Years passed. Peoples from the west crossed the waters and continued moving east. Peoples from the east were also on the move, to the west. In time, they met. They drew a border, an ambiguous line on a map. “One land” was now formed, however imperfectly. “One land” between British hegemony and the Bering Sea, with details worked out over time.

The line on the map did not prevent the rivers from flowing, neither the animals from migrating, but now the attentions of humanity were commanded by separate capitals of sovereignty, diverse societies. The sovereign of the land to the west was far away and sought a friend to whom he could sell his “territory and dominion/_Territoire avec droit de souveraineté_” between British hegemony and the Bering Sea. A friend was found, an agreement was reached, gold was received. Marvelous and powerful ideas poured in, communication and transportation improved immensely, and one people, “one demos” blossomed upon the land, a “more perfect Union” formed, however imperfectly.

Alaska, one land, one demos, one state!


----------



## fdb

CurtisHight said:


> Alaska, one land, one demos, one state!


This sounds rather too like “Ein Volk, ein Reich, ein Führer“.


----------



## sotos

I didn't quite understand the OP. Anyway, in Greek is "Αλάσκα, ένας δήμος". It is understood in Greek. Although usually Δήμος means a city or town, in fact has been expanded to include whole states, as *Demo*-cracy says.


----------



## CurtisHight

fdb said:


> This sounds rather too like “Ein Volk, ein Reich, ein Führer“.


Hmm, yes, minus the ethnostate, minus the Third Reich, and minus the man with the mustache. 

Articulating virtue is a challenge when the terms of virtue, in this case terms of unity, have been co-opted in other places for evil.

All the same, thank you for calling this to my attention. I should have paid greater attention to my teacher in my middle school German class!


----------



## CurtisHight

sotos said:


> I didn't quite understand the OP. Anyway, in Greek is "Αλάσκα, ένας δήμος". It is understood in Greek. Although usually Δήμος means a city or town, in fact has been expanded to include whole states, as *Demo*-cracy says.


Thank you for your response.

What of my original post can I clarify?
—
My Apple Dictionary lists:

*demos*
the common people of an ancient Greek state.
• the populace as a political unit, especially in a democracy.
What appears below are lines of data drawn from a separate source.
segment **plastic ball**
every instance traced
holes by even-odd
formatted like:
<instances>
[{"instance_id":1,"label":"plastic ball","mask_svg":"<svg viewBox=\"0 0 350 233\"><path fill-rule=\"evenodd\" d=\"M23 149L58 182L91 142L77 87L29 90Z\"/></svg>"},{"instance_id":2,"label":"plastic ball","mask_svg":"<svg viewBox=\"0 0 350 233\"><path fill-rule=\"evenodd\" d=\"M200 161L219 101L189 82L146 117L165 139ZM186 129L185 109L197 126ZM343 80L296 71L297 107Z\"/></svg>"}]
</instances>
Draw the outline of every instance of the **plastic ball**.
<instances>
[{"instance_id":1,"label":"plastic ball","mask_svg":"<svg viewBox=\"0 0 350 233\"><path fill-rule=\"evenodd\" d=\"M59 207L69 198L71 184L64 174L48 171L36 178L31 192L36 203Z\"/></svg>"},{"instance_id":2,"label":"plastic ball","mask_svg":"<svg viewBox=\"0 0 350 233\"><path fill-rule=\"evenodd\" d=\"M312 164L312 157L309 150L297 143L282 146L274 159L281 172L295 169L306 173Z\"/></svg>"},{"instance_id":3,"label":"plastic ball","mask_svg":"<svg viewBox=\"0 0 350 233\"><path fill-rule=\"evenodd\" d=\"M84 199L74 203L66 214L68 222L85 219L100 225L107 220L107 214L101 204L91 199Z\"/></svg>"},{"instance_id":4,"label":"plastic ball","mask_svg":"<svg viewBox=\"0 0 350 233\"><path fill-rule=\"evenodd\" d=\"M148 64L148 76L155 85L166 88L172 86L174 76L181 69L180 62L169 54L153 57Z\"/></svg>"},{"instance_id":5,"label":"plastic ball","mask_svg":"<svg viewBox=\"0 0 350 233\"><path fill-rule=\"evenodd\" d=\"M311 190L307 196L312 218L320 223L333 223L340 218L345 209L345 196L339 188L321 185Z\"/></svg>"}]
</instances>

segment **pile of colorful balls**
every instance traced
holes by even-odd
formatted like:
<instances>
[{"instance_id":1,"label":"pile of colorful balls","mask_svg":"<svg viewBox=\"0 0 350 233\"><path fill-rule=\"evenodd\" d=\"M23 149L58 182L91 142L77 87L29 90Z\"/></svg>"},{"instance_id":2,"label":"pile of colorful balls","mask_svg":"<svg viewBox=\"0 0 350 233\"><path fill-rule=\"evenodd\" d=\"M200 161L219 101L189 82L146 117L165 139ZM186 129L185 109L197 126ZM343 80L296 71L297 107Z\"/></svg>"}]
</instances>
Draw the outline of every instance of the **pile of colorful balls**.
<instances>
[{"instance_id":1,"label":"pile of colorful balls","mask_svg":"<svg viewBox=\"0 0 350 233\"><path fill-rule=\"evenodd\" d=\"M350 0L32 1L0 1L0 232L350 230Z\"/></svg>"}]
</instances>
This is how I am using it, a focus on a people in a condition [state of affairs] of civic unity rather that the state. This is how I understand it in English. If the focus is different in Greek, then I defer to your expertise.


----------



## shawnee

Δήμος in MG is the Municipality or local council. My try, .... μια χώρα, ενα έθνος, ενα κράτος.


----------



## Perseas

United States are called Ηνωμένες Πολιτείες in Greek, so maybe it’s : μια χώρα, ένας λαός, μία πολιτεία.


----------



## CurtisHight

Thank you all! Χριστὸς ἀνέστη! wherever you are at, geographically, religiously, and in time.


----------